On Dec. 21, the federal government partially shut down over a funding dispute between Congress and the White House. It seems that funding shortfalls are no longer over major policy disputes, but have devolved into petty gamesmanship between Republicans and Democrats in Washington, D.C.
A 21-day shutdown over the 1995-96 New Year’s holiday was centered on a fight that stemmed from a decision between whether budget numbers should come from the Congressional Budget Office or the president’s Office of Management and Budget.
mericans blamed Republicans more than then-Democratic President Bill Clinton — whose poll numbers dropped slightly then rose to the highest of his presidency afterward — for the shutdown. The positive was that the federal government had its first balanced budget since the 1920s.
However, the fallout scared federal lawmakers into avoiding a shutdown for a generation.
That fear subsided in 2013, when the Republican-led Congress used a 17-day shutdown to oppose the Patient Protection and Affordable Care Act, commonly known as Obamacare. It was not based on a major disagreement over how to best run our government, but rather a dispute between the liberals and conservatives: One group had earlier passed a major health care bill and the opponents who had opposed it were still bitterly trying to win a fight over legislation they had earlier lost.
The state of Arizona, dependent on tourism for our economic survival, wound up paying the federal government $93,000 per day to keep Grand Canyon National Park open for tourists.
Given the tumultuous nature of modern partisan politics, that shutdown was not seen as a failure to lead but as a tactical tool to tighten the screws on the opposing party.
A government shutdown is now part of the playbook for one party to force the other to cave or risk backlash from voters. That became apparent in September 2015, when Congress and the White House avoided a potential shutdown during a battle for federal funding for Planned Parenthood, a nonprofit that provides reproductive health, maternal and prenatal health services to women with about 5 percent of its budget for abortion services. Thus, the entire government nearly shut down over theoretically funding a small percentage of services for one organization. Yet that argument was absurd considering abortion services cannot receive federal funds anyway due to other federal laws, but fighting abortion plays well with some voters, so the shutdown loomed.
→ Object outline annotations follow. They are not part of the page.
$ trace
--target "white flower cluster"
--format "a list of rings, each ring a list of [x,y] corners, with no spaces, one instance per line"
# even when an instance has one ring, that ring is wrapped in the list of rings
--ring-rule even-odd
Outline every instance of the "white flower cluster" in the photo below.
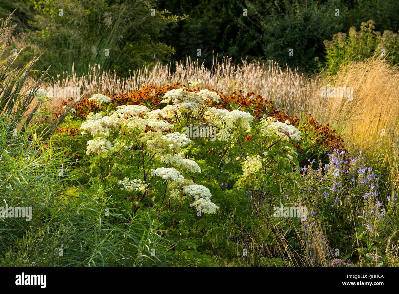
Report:
[[[87,150],[86,154],[88,155],[90,153],[105,154],[113,148],[112,145],[106,139],[96,138],[87,141]]]
[[[146,129],[147,122],[146,120],[137,116],[132,116],[125,121],[123,126],[128,130],[137,128],[144,131]]]
[[[231,139],[233,135],[227,130],[221,130],[216,134],[216,138],[218,141],[225,142]]]
[[[194,203],[190,204],[191,206],[194,206],[197,209],[200,209],[202,212],[209,214],[213,214],[216,212],[216,210],[219,207],[209,200],[201,198]]]
[[[164,100],[161,101],[161,102],[169,103],[172,100],[174,103],[174,101],[178,100],[182,96],[182,94],[184,90],[184,88],[180,88],[180,89],[173,89],[170,91],[168,91],[162,96]]]
[[[125,178],[123,180],[119,181],[118,184],[122,186],[120,190],[127,190],[129,192],[133,190],[144,191],[147,188],[147,184],[144,181],[138,179],[130,180],[128,178]]]
[[[151,176],[158,176],[164,180],[179,184],[183,184],[184,180],[184,177],[180,174],[180,172],[173,168],[158,168],[151,173]]]
[[[106,96],[102,94],[95,94],[88,100],[95,101],[97,103],[102,104],[103,103],[107,103],[112,101],[112,99],[108,96]]]
[[[188,170],[193,173],[201,172],[201,168],[194,160],[186,159],[177,154],[166,154],[160,159],[161,162],[178,166],[183,170]]]
[[[193,142],[193,141],[188,138],[186,135],[177,132],[165,135],[162,136],[162,139],[166,142],[177,144],[181,147],[187,146],[189,144],[191,144]]]
[[[162,120],[150,118],[146,120],[147,124],[156,131],[168,131],[173,128],[174,126],[166,120]]]
[[[123,123],[123,121],[119,119],[116,116],[106,115],[103,118],[98,120],[98,121],[107,128],[116,128]]]
[[[150,110],[144,105],[121,105],[117,106],[113,115],[123,118],[125,116],[138,116],[149,111]]]
[[[109,133],[109,130],[104,128],[99,120],[86,120],[82,124],[80,129],[87,131],[93,136],[97,134],[107,135]],[[85,134],[84,131],[81,133],[81,135]]]
[[[261,121],[262,127],[261,130],[263,136],[271,137],[277,136],[286,141],[300,141],[302,134],[299,130],[294,126],[289,124],[288,120],[285,122],[277,121],[271,116],[264,118]]]
[[[188,170],[189,171],[193,173],[201,172],[201,168],[194,160],[183,158],[183,161],[184,164],[182,167],[182,168]]]
[[[220,100],[220,96],[215,92],[204,89],[197,93],[198,95],[207,99],[212,99],[215,102],[218,102]]]
[[[211,201],[212,194],[209,189],[202,185],[190,185],[183,187],[186,195],[192,196],[195,202],[190,206],[197,209],[200,209],[202,212],[213,214],[216,212],[219,207]]]
[[[243,175],[247,176],[251,174],[254,174],[261,170],[262,168],[262,162],[259,156],[247,158],[247,160],[244,162]]]
[[[172,100],[173,104],[179,109],[196,110],[199,109],[204,103],[204,97],[195,92],[189,92],[185,88],[168,91],[165,93],[163,98],[161,102],[169,103]]]
[[[247,132],[251,130],[250,124],[252,122],[253,119],[253,116],[248,112],[239,110],[230,111],[223,118],[227,128],[231,130],[241,127]]]
[[[162,120],[164,118],[173,118],[176,115],[180,115],[180,112],[175,105],[166,105],[162,109],[155,109],[146,114],[146,118]]]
nly a last-minute power play by outgoing Speaker of the House John Boehner [R-Ohio] to resist the social conservative wing of his party avoided the shutdown.
Now shutdowns are common political tactics. There have been three in 2018: A two-day shutdown in January to include immigrant protection under the Deferred Action for Childhood Arrivals program, a nine-hour “funding gap” on Feb. 8 based on disagreement over raising the debt ceiling and the current shutdown over the White House’s insistence on funding for a border wall Democrats in Congress say they will not fund.
We can expect more of these shutdowns in the next two years as Republicans lose control of the House of Representatives to Democrats, who are less likely to want to work with a White House they were elected to oppose.
We Americans are an adaptable people and have acclimated to these periodic shutdowns, knowing they are political tactics without substance and merely harm the simple functions of our central government. With every shutdown, both liberal and conservative lawmakers prove they are unable to govern in a scorched earth political environment where even the basic functions of our government become tools for the parties to score insignificant political wins against each other which they tout like trophies on Sunday talk shows or at the biennial ballot box.
In drafting our Constitution, the Founding Fathers assumed lawmakers would use logic and passion to battle on the floors of the chambers and keep our government functional, not use our institutions like clubs. This petty foolishness only ends when we tell lawmakers to act like adults and keep government functioning no matter how much they disagree.